Queensland is about to swelter in a heatwave, with the mercury tipped to reach close to 50C in some parts of the state this week.

Temperatures in the western Queensland town of Birdsville could soar as high as 48C on Thursday. In Brisbane, temperatures are predicted to hit a sultry 39C on Saturday.

Temperatures are expected to be 5C to 10C above average across the state over the next few days.

Meteorologist Gordon Banks from the Bureau of Meteorology said a large, dry, hot mass of air stagnating in the nation’s interior was the cause.

Mr Banks said a run of such high temperatures was rare for Queensland.

‘‘We do get these bursts of several days where we’re seeing high 30s to low 40s through the (state’s) interior,’’ he said.

‘‘But what we’re seeing at the moment is that we’re having this run of days where we’re seeing mid to high 40s through the interior and that certainly is much more unusual.’’

Diamantina Shire Mayor Geoff Morton, who lives in Birdsville, said it would be business as usual in the small town on Thursday despite the forecast 48C heat, which is 1.5C shy of the 1972 record.

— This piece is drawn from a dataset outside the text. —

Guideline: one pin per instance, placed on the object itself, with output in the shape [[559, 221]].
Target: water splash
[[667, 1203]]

‘‘Once it gets over 45 (degrees) it doesn’t matter whether it’s 45 or 55, it’s still bloody hot,’’ Mr Morton said on Wednesday.

‘‘Everything’s hot, everything’s hot to touch, the ground is hot ... A few more degrees is not going to make much of a difference.’’

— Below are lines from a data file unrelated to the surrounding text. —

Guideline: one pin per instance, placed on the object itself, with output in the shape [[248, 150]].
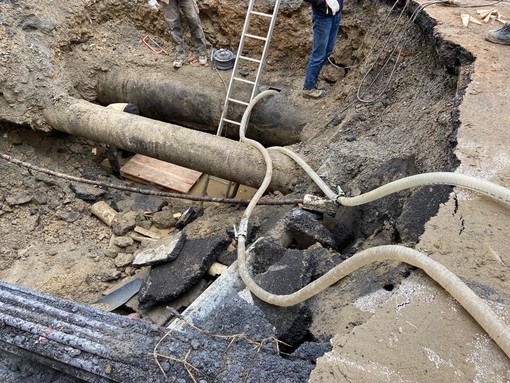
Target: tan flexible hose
[[474, 305]]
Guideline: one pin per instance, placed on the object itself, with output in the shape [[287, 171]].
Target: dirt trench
[[54, 52]]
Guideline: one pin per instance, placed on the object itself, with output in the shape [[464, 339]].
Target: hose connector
[[243, 229], [319, 204]]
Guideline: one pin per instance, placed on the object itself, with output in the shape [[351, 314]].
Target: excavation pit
[[369, 130]]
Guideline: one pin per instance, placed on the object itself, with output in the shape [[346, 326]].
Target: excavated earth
[[407, 94]]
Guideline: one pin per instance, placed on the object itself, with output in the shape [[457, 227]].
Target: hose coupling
[[243, 229], [319, 204]]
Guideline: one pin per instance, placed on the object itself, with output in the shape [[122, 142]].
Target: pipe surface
[[199, 106], [217, 156]]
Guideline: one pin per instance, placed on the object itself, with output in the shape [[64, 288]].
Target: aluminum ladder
[[239, 87], [241, 91]]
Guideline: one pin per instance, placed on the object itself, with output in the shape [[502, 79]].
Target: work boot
[[178, 63], [500, 36], [313, 93]]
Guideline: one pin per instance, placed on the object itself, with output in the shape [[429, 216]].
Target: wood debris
[[465, 19], [491, 14]]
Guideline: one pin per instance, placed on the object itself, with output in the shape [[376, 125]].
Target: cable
[[400, 39], [145, 191], [474, 305]]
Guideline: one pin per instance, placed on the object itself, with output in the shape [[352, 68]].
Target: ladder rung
[[261, 14], [243, 80], [239, 101], [250, 59], [256, 37], [232, 121]]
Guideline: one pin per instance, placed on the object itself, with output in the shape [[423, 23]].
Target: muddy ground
[[51, 53]]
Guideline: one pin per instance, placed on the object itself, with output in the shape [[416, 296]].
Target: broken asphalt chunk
[[164, 250], [168, 281], [307, 230], [187, 217], [289, 274], [87, 192]]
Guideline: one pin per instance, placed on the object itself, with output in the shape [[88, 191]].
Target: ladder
[[242, 87]]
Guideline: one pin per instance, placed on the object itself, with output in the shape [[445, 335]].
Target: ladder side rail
[[240, 48], [266, 49]]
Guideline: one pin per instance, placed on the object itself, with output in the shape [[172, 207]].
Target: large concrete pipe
[[199, 105], [208, 153]]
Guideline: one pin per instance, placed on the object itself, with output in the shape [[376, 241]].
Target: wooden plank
[[163, 174]]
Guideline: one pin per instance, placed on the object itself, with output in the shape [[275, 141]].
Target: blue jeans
[[325, 30], [172, 15]]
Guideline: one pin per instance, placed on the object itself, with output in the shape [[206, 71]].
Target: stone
[[164, 219], [124, 222], [123, 260], [18, 200], [87, 192], [164, 250], [142, 203], [170, 280], [123, 241]]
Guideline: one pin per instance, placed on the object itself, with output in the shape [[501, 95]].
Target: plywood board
[[145, 169]]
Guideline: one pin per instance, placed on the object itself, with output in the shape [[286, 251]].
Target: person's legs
[[500, 36], [197, 33], [173, 21], [333, 33], [321, 32]]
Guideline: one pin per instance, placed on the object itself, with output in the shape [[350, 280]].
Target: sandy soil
[[50, 241]]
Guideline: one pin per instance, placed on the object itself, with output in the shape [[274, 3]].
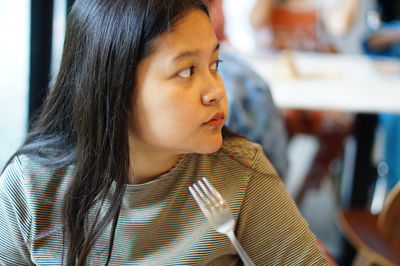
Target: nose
[[214, 92]]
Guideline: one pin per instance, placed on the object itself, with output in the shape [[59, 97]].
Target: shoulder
[[247, 153], [25, 175]]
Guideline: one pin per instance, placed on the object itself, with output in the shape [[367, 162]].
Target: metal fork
[[218, 213]]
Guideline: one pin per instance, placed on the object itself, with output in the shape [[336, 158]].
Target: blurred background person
[[253, 113], [297, 25], [384, 41]]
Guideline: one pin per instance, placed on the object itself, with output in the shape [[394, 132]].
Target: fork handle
[[242, 253]]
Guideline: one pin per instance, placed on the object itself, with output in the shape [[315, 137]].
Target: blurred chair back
[[389, 219], [376, 237]]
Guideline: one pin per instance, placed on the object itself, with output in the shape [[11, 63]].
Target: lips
[[217, 120]]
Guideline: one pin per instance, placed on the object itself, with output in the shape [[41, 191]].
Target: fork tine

The long-time Birdsville resident said melted tar sticks to the tyres of passing freight trucks and locals either spend the day in air conditioning or start work early to avoid the midday heat.

‘‘If you walk down the street from 12 o’clock on you won’t see anybody. They’re hibernating,’’ he said.

‘‘They’ve got a pretty simple choice. Inside the pub is 23 degrees and outside is 53.’’

A slightly cooler change is expected to move through the state from Friday.